Milano, 12 ott – Nascerà al posto del vecchio teatro Smeraldo di Milano il nuovo Eataly meneghino. Di certo, è sempre una strana sensazione, quella di veder sparire un teatro per far posto ad un maxistore; qualcosa che attiene ad un generale clima di smobilitazione, ad una resa incondizionata. Ti immagini coppie, gruppi di amici e famiglie impegnate non più a scegliere lo spettacolo migliore, ma se mangiare bufala o tartufo.
Questa volta però esiste una seppur parziale consolazione. Il teatro verrà sostituito da una specie di tempio delle tradizioni alimentari italiane. Un marchio che sembra resistere alla colonizzazione economica francese, spagnola, indiana e chi più ne ha più ne metta. Un luogo dove lavoreranno dalle due alle cinquecento persone, dichiarano dalla società. Mica poche in un periodo nel quale le cronache economiche ci riportano quotidiani e drammatici bollettini di guerra su chiusure e licenziamenti di massa.
Lavoreranno, appunto, ma non lavorano ancora; dopo tanti annunci, si dovrà attendere il nuovo anno per l’inaugurazione.
Già, perché dopo anni di lavori ed una piazza paralizzata per la realizzazione di box sotterranei che, secondo uno schema consolidato in tutta Italia, sono costati pazienza, salute e soldi ai residenti, i lavori dello showroom del gusto non possono ancora iniziare.
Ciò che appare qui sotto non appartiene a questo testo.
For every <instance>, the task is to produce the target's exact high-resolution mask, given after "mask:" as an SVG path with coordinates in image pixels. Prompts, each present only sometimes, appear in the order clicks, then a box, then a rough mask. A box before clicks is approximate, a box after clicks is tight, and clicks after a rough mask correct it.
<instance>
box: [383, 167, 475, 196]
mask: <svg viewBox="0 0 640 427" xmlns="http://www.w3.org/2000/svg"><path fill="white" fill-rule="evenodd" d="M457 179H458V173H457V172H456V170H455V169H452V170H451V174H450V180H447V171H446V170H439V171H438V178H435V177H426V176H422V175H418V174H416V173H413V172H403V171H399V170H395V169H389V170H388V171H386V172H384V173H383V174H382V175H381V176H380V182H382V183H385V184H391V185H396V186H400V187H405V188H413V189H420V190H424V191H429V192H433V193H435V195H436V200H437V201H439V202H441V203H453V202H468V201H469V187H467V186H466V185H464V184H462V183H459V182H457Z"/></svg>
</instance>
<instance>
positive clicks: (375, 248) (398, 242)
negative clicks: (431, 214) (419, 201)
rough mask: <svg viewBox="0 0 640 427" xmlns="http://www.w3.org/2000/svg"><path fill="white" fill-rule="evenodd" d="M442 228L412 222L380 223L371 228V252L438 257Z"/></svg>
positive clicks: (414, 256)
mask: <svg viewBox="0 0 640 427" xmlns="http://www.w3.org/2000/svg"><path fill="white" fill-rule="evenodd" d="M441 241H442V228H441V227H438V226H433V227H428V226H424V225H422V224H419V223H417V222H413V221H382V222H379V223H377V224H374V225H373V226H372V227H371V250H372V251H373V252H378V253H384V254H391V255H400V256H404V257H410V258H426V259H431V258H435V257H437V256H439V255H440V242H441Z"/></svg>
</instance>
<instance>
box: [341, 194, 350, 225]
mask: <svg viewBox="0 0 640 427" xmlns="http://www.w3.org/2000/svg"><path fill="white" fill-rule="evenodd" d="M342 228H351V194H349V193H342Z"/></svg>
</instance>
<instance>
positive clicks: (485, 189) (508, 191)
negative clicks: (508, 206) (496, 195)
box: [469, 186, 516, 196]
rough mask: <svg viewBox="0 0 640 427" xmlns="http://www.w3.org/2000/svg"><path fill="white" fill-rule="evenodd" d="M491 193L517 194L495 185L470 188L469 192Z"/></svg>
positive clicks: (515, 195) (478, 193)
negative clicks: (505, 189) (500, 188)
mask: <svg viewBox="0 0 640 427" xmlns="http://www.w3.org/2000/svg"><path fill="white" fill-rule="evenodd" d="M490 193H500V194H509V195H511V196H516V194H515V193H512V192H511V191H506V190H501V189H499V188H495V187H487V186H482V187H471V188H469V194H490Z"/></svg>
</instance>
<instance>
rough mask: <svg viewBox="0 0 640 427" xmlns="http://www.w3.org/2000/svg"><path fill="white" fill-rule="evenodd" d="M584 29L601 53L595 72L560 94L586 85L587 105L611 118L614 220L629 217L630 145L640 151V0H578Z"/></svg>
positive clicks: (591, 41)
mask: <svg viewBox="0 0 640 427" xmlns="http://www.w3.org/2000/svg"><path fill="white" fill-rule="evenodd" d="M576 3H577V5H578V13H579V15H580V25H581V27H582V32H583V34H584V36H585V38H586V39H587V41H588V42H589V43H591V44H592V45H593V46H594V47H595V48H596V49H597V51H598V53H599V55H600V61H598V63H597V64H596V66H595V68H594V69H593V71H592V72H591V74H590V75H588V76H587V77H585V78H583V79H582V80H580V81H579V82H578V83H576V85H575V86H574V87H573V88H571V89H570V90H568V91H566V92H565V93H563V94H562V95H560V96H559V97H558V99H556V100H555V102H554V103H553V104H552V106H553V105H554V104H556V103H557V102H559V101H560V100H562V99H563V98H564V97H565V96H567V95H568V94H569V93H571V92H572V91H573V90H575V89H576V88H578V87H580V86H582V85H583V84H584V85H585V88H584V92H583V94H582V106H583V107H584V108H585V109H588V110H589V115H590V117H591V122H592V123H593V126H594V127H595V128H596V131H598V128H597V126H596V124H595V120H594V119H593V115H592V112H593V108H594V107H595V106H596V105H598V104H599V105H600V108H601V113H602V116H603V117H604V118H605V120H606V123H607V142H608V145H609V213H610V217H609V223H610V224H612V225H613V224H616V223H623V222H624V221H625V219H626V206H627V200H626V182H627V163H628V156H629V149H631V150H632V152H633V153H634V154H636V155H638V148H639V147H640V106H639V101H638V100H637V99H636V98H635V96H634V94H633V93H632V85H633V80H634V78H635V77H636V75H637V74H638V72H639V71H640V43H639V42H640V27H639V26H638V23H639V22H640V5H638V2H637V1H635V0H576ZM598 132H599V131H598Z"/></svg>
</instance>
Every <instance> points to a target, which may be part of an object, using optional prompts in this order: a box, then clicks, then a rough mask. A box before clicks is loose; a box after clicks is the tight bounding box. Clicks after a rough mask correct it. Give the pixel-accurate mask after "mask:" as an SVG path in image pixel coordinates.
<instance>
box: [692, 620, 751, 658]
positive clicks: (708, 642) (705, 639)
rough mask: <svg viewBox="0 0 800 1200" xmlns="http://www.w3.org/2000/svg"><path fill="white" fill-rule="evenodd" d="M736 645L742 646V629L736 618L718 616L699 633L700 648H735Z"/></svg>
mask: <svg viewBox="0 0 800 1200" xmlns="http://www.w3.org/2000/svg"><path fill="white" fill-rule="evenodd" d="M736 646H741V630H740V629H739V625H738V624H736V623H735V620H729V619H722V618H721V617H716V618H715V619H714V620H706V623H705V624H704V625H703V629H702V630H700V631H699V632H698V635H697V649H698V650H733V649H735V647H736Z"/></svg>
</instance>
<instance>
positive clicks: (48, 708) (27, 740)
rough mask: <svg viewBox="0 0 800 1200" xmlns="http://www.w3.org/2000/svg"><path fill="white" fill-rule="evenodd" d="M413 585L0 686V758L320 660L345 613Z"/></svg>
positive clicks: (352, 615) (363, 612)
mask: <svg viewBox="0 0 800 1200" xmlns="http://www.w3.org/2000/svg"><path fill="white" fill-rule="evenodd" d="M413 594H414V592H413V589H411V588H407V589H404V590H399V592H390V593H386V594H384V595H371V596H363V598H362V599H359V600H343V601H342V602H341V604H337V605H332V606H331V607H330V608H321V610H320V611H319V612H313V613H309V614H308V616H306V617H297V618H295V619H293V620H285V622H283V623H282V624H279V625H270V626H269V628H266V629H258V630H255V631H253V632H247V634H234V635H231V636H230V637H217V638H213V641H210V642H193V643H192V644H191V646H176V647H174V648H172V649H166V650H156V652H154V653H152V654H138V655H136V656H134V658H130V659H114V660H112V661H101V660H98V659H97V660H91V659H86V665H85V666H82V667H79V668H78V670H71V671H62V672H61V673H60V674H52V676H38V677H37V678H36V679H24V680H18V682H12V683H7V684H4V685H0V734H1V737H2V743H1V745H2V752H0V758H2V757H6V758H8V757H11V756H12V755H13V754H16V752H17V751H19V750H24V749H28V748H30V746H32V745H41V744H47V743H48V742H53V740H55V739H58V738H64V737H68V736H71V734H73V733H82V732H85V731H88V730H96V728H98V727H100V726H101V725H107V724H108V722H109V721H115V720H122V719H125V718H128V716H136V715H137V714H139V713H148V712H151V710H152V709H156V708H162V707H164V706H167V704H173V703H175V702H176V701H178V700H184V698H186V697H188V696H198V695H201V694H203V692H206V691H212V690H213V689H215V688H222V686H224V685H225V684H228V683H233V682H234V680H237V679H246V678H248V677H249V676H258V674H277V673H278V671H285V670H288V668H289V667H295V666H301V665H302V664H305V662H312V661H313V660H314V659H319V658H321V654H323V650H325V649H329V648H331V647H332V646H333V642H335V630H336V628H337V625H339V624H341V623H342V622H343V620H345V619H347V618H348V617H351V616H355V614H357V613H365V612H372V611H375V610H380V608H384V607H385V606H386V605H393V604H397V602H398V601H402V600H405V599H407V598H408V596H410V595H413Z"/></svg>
Una piazza tartassata dalla malasorte, piazza XXV aprile. Un milione e 240 mila euro per oneri di urbanizzazione, lamenta il patron del marchio, Farinetti, senza supporti pubblici in materia di adempimenti burocratici. Un investimento in grado di creare economia, lavoro, affari in quella Milano un tempo culla di economia, lavoro ed affari, senza che le pubbliche amministrazioni coinvolte – per progetti del genere possono essere parecchie, da quella più prossima, il municipio, a quella più distante, la regione, passando attraverso comune e provincia – fossero in grado di creare percorsi amministrativi preferenziali.
Insomma la solita storia tutta Italiana. Mentre, da una parte, ci tocca assistere al continuo e stucchevole piagnisteo serale nei talk show di falsa denuncia, dall’altra non si è in grado di dar vita alla più semplice delle riforme della pubblica amministrazione: non tagli indiscriminati e blocchi contrattuali selvaggi e fuori dal tempo, ma obbiettivi da raggiungere e gente in grado di verificarli. Basterebbe così poco, solo poco di più di quanto sia in grado di uscire dalla testa di Brunetta e D’Alia.